シャフトの軸方向にガタがなくなったら、ベアリングのローラ部分が
アウターレースに接触したことがわかります。
ここからは、本当に少しづつ締めこんでいき。。


そのたびに いちいち小さいトルクレンチでしめ込みトルク(プリロード)を計測し確認します。
つまり、この30mmナットを締めこめば締めこむほど、ローラーベアリングを押さえつけることになるので、やがてローラーベアリングはきつくなって、回りにくくなってしまうのです。
きつく締めて回りにくくなったローラーベアリングで走っていると、やばいですよ!
この締め込みトルク値がファクトリーマニュアルに書いてあります。
BMW2002のショートネックタイプのデフで、300Ncm(+-30)ですから
仮組の段階で 2.7~3.3Nmの範囲が適正。国産車等に比べてキツめかな。
Friction Rating of Pinion Bearing の値がいわゆるプリロードです。
訳すると ピニオンベアリングの抵抗ぐあい。
まだオイルシールを入れていないから without oil sealのところを見ます
(オイルシールもひとつの抵抗になるからね)

ベアリングを良く回して なじませて 計測
いまのところ 1.2Nmぐらいに。もうちょっと締めこんでもいいかな
手でフランジを回してみると 締め込みが強いとか弱いとか わかると思います。

いずれにせよ、分解前に手で回してみたときの「ゴロゴロ感」はなくなりました^^


リングギアセットを中に入れて サイド側を組みます
シムの計測中。
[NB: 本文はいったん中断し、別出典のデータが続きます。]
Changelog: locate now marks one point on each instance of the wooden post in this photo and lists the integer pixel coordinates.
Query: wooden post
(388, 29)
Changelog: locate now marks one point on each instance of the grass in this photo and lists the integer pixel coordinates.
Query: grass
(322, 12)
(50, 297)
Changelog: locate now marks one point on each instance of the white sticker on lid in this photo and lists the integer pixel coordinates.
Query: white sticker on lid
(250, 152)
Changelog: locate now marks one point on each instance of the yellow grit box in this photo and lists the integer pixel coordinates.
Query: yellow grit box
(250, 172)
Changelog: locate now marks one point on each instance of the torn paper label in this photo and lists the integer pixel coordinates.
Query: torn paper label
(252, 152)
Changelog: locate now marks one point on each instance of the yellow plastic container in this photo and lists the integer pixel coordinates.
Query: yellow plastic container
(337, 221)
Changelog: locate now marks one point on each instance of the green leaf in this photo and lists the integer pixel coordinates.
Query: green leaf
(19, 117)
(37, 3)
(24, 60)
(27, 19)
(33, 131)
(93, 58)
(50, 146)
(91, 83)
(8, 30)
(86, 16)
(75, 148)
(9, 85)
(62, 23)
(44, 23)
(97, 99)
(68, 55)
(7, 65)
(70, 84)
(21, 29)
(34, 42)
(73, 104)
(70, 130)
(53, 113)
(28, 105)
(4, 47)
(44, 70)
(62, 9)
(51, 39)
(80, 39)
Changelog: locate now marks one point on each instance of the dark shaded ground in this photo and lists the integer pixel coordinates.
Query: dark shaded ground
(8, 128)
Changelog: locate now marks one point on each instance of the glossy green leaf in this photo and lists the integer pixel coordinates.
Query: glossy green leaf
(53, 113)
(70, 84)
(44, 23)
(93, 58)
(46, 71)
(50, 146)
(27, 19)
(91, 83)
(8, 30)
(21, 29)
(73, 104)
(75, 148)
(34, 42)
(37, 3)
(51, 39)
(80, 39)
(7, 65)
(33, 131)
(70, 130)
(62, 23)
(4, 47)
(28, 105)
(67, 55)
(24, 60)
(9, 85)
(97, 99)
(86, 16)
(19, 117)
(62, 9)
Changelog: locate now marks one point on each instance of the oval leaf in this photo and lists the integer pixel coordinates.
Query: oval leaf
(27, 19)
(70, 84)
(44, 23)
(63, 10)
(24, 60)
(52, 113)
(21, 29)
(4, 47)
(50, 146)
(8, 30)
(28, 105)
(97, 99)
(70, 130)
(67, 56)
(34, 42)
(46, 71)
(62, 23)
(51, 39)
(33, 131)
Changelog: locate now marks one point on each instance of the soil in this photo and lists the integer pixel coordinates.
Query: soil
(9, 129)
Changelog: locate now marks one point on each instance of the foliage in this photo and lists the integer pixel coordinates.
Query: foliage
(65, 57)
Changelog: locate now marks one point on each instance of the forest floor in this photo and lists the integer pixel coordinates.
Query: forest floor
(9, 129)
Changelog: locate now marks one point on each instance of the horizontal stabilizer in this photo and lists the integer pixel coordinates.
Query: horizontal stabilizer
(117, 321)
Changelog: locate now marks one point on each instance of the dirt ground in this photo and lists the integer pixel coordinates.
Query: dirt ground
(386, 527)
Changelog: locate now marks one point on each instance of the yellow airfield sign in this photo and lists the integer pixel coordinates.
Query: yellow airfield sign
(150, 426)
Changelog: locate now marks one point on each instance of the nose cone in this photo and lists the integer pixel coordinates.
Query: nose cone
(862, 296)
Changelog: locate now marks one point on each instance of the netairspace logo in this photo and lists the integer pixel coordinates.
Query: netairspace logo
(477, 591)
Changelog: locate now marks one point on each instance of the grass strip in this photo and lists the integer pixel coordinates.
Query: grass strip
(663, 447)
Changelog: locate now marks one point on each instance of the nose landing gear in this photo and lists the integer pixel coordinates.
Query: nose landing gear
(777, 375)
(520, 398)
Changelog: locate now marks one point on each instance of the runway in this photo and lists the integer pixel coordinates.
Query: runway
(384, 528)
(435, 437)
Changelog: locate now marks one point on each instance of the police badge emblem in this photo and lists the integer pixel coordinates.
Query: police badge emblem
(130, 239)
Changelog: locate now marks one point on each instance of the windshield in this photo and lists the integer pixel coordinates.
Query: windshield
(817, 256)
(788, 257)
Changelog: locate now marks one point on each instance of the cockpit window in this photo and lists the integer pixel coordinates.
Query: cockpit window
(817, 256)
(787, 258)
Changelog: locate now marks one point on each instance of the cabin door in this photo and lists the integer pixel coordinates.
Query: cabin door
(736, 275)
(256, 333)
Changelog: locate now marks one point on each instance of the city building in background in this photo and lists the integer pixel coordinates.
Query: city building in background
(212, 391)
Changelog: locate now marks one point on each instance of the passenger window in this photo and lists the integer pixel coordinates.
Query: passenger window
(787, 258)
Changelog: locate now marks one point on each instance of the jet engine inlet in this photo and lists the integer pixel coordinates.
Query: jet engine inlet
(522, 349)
シムの厚みでギアの歯当たりが変わるので大事なところです。
(今回 サイド側のベアリグもなにも 換えていないが)


キャップをしめる


フランジを規定トルク110Nmでしめる


この時点で フランジの総合プリロード 2.0Nmに増えました。
リングギアの重みが加わったのでしょう。
さきほど一気に規定値の3Nm手前までもっていかなかったのは
これを予測してです。
ここにオイルシール分の抵抗が加わるから 最終的には3Nm手前ぐらいにはなるかな?
規定値には心持ち不足という感じですが 手でまわしてみて いい感じです。
まぁ本組ではなるべく規定値に近づけます


次回はバックラッシュ計測と 歯当たりの具合を見てみます。